Thirdly, at the beginning of the track, before the orchestra provides a pitch reference, Liz Mitchell sings her first line a whole tone above key, with one of the other girls (out of shot, but probably Marcia) starting closer to pitch. Marcia (if it is her), drops out upon hearing the discordant clash, to let Liz complete the line alone. The group deal with it very professionally, and you have to be listening carefully to realise what's happened. But this would never have got through a recording process - especially right at the beginning of the song.

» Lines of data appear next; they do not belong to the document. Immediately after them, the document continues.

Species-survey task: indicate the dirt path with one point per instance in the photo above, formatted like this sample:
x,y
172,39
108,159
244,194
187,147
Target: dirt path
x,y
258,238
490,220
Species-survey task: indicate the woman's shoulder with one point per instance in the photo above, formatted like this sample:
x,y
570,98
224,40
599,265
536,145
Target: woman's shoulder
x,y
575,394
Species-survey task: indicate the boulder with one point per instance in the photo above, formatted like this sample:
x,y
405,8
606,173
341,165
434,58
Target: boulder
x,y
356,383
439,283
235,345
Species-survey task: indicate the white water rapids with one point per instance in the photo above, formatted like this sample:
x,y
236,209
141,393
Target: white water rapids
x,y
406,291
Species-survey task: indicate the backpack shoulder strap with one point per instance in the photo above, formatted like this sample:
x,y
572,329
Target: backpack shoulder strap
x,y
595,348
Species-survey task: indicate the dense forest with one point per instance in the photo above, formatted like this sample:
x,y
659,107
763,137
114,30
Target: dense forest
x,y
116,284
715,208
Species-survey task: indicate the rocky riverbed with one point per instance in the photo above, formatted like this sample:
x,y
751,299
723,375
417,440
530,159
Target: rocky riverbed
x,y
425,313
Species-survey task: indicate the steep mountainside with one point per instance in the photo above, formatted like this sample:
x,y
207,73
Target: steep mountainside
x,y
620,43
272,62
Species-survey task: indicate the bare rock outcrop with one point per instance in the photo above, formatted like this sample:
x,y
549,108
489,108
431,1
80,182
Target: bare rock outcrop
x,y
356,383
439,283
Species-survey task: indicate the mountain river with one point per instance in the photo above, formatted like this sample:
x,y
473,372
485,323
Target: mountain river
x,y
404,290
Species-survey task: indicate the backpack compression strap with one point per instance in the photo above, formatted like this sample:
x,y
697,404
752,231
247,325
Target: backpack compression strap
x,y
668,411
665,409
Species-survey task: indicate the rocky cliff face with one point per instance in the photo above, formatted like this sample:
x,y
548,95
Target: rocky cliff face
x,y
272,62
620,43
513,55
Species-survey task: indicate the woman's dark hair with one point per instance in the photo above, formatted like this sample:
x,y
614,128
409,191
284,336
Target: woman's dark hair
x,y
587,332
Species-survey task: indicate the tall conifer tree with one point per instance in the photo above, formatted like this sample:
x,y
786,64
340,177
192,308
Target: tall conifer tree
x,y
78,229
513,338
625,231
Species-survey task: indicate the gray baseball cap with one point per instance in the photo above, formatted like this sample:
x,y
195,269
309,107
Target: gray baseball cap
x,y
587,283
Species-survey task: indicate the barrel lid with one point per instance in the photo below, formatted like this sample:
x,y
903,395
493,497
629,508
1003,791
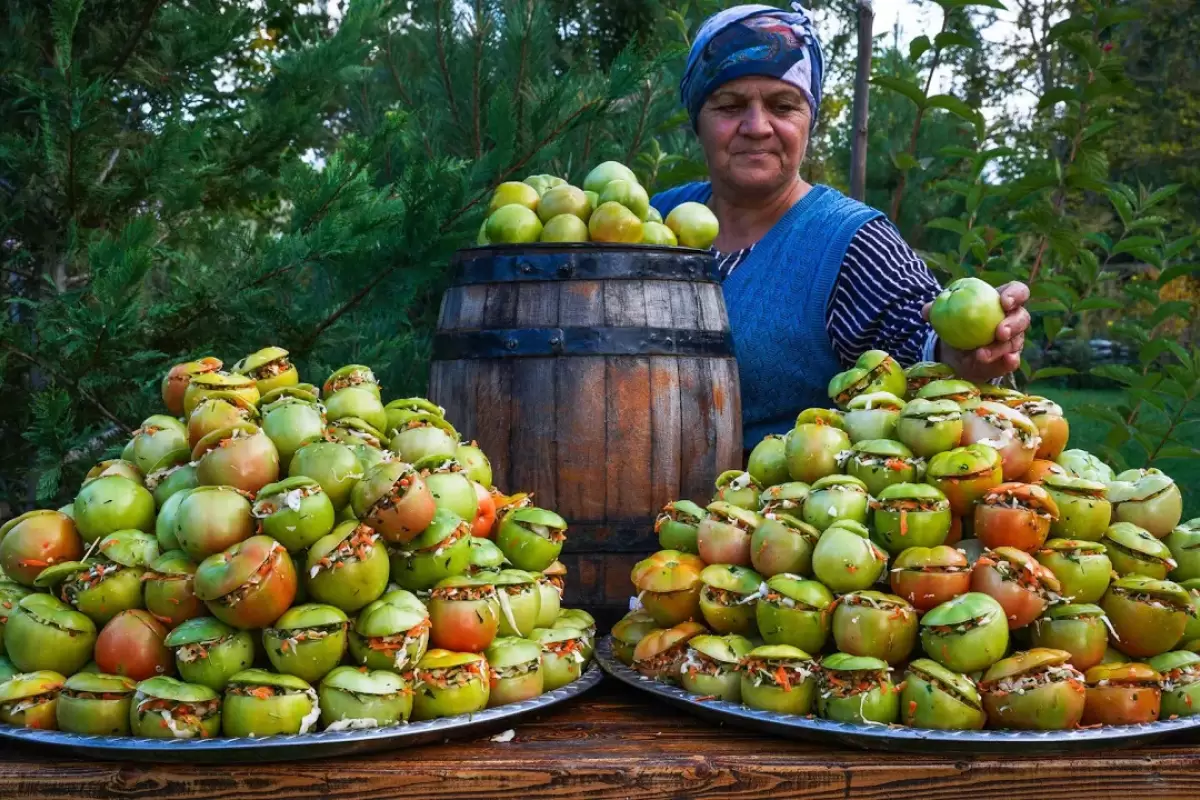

Indeed, it wouldn't have happened in recording, because the singers could easily have been given a reference pitch.

Fourthly, the whole group's lip-syncing is far too flawless for a mime. And the vocals sound live, with volume and tonal discrepancies depending on the singers' distances from their mics. Those proximity effects would be controlled and minimised in a studio recording.


The orchestra's contribution is excellent in my opinion, if a little prone to the same issue as with Althea and Donna - i.e. playing black music with a characteristically white attitude. It's a fuller sound than on the record, but it's not as funky. The orchestra were often derided, and it's true, they weren't always suitable. But they would 'adrenalise' a lot of the more up-tempo performances they drove, and this version of Daddy Cool does have that 'pushed' excitement. You're never in doubt that the group are enjoying it. Contrary to popular belief, most of the time, the Top of the Pops Orchestra did a damn good job.

But most of all, the performance verifies the quality of Boney M as a live outfit, and suggests that they should have been far better respected as performers. It's not just about their ability to summon that magic combination vocal sound without any tinkering or tape tricks. It's about the flow of their moves - the party vibe. Having a party on stage might be straightforward when you're miming, but when you're going for it live, looking relaxed is a much bigger ask. With the best live Top of the Pops performances of the pre-digital age, you don't at first think: "Oh, that's obviously live". You get about halfway through the track and start thinking: "How can this possibly be recorded?". Boney M's Daddy Cool epitomises that. It's extremely professional.

Another great, underestimated example was Joe Dolce's sublime live TOTP rendition of Shaddap You Face. It was never taken seriously because it was humour, but the delivery was flawless and, unless you absolutely ooze talent, sounding like a studio production whilst you're singing live and larking around is phenomenally difficult. Most live artists could make it look like fun and sound a bit rough, or make it sound good and look a bit stilted. Few could make it sound great, and look like fun. Boney M were among those few.

You can find the performance on YouTube here. Unfortunately, the original beginning, in which the lack of a reference pitch causes that tell-tale glitch, is missing. But you do see and hear the glory of what was a superb pre-digital live Top of the Pops performance. The performance is also represented by the images heading this post - captured from the BBC TV footage and colour-enhanced for a more contemporary look.